Monday, September 21, 2009

Revisiting "as is" Keywords

Having revisited the fundamentals for turning a question into a query in the last post, the next question naturally is: of the concepts I should include in a query, which ones are good "as is?"

"As is" presumes there are some words to start with. This is where most students start: the teacher presents a question to be answered by turning it into a query and doing some online research. The vast majority (nearly all) of students will take the words they are given and enter them into a query. Very few try a different word than the ones given. Effective queries typically involve searching for the "right" keyword; "right" simply means the word used experts.

In the case of the Buffalo challenge (last post), buffalo is OK, but there is a better word: bison.

Words that are usually good "as is" are proper nouns and numbers. When turning a question into a query, it's usually a good idea to think about whether there is a proper noun that can be used in place of one of the concepts. Ineffective words tend to be verbs, adjectives and adverbs: parts of speech for which there are many options (remember the 1 in 5 rule). Pronouns and prepositions, by the way, tend to be "stop words:" ignored by the search engine.

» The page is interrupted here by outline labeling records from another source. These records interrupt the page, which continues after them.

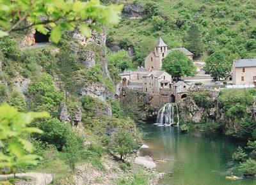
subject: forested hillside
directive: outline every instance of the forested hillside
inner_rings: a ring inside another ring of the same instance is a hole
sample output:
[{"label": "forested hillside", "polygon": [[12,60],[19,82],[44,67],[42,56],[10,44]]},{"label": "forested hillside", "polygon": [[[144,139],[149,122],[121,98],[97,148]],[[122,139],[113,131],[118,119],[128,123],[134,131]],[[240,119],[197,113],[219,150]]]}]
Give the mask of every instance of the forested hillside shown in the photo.
[{"label": "forested hillside", "polygon": [[[218,50],[230,59],[256,57],[255,1],[104,1],[125,4],[121,23],[108,29],[108,47],[115,51],[132,49],[137,64],[143,63],[159,36],[169,48],[184,46],[197,59]],[[190,42],[198,35],[202,42],[195,50]]]}]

Several Query Checklist items overlap: the number of concepts and how many to use, words that can be used "as is" versus those that are either too general or too specific. Most queries can be improved by using more specific words. Occasionally a keyword is too specific and produces few or irrelevant results. The technical terms, hyponymns and hypernymns, define words along a continuum from very specific to very general. Effective queries replace general terms with more specific ones.